JP: I think that many of us are using the inclusion criteria and trying to use it with pembrolizumab in the adjuvant setting. 

BE: But still we have a lot of patients referred, they want to receive pembrolizumab, of course. We really have a very different patient population and I think the benefit is mostly in high risk patients, so metastatic patients, M1 patients, that’s probably the patient population, but mostly high risk patients. So I’m always anxious when a patient with a small T3a, just because there was a little bit of margin or whatever, and grade 2 tumour wants to receive pembrolizumab. I don’t think that’s the best way to do it but…

TC: We looked at that, the hazard ratio was less than 1.0 but it’s a smaller… so, of course, that’s different than M1NED. You add to it, let’s say, in addition that we don’t have no tumour necrosis and a tumour less than 4cm and I bet you then it becomes really a conversation.

JP: Absolutely. 

TC: But I agree. What we did was KEYNOTE-022 which is version 2.0, is that, one, we accepted microscopic margins that are positive because there was no reason to exclude. Second, this M1NED one year was arbitrary. There is work from when Bernard and I were in Cleveland that up to two years is okay. After two years it’s usually… so we included those two and I think it’s going to be a bit more inclusive in general. 
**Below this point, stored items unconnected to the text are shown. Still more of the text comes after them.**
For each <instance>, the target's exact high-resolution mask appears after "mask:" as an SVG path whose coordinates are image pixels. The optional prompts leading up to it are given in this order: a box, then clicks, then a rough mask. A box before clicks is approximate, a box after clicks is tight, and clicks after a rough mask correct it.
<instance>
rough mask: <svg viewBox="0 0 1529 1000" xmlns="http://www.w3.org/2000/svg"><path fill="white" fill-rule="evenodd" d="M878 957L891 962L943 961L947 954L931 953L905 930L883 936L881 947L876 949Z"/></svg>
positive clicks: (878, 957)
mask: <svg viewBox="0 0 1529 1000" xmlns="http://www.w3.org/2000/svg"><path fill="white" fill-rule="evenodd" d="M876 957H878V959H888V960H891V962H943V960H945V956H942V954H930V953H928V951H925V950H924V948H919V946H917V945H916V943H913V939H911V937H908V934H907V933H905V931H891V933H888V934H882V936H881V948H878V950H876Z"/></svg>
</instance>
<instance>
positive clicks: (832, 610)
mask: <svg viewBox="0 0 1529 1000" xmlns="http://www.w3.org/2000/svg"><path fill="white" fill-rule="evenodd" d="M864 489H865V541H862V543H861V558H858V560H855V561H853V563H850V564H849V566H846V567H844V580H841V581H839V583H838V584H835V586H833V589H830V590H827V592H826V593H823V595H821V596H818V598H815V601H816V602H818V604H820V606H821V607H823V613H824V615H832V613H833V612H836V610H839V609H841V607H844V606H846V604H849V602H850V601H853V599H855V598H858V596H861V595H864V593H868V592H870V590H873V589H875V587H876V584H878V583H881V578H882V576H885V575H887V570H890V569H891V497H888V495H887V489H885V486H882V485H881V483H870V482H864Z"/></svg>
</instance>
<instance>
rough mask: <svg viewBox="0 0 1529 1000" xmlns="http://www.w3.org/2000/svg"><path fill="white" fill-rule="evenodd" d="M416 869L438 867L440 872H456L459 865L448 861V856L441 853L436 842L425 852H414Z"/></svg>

JP: Finally, the abstract that I want to review is the nice presentation this morning about the management of brain mets. Maybe, Stéphane, you can mention what is your feeling on that?

SO: Yes, it was interesting because we had the incidence of brain mets, around 8%, which leads to the question of whether or not we need to perform a CT scan just to say whether or not the patients do have brain metastases and how to handle those patients so far. They found that it seemed that immunotherapy worked maybe better than TKIs but in daily practice TKIs also, especially cabozantinib, do work well. So we need to find out in a prospective way how it works with these brain metastases. They found out that also we need to perform a local treatment such as neurosurgery or radiation therapy at the brain metastasis level which maybe increases overall survival, which is a good point for the patients. They found out that now, from a decade ago, they have more neurosurgery than radiation therapy, maybe in order to prevent the total brain irradiation so far and maintain a good quality of life, so it’s a good point.

JP: It is a good point because obviously those patients have a good overall survival, can still be alive a long time and you reduce the side effects of this whole radiation because you reduce these mental disorders that they can suffer.

TC: I think we have to support the French study. The French always take on very difficult studies like the phase II of cabozantinib, why is that? And brain metastases untreated. I’m lucky at my centre, I have access to SRS but for the rest of the world there are many places you do not have access or SRS is delayed. So if we have therapy now that single agent PD-1 and single agent older TKI have failed us in brain metastasis, if we have agents that can control the brain metastasis while maybe we can get more localised treatment is very important. So this is a cry for help to support not the French soccer team but the French CABRAMET study.

SO: You’re right, that was done, yes. 

BE: Yes, it’s important.

TC: Good.

JP: I think that we have reviewed all the most important abstracts that have been presented. Thank you, all of you, for your practical insights. I will say thank you, all of you, for being here and thank you ecancer for their support to make this kind of meeting. Thank you so much.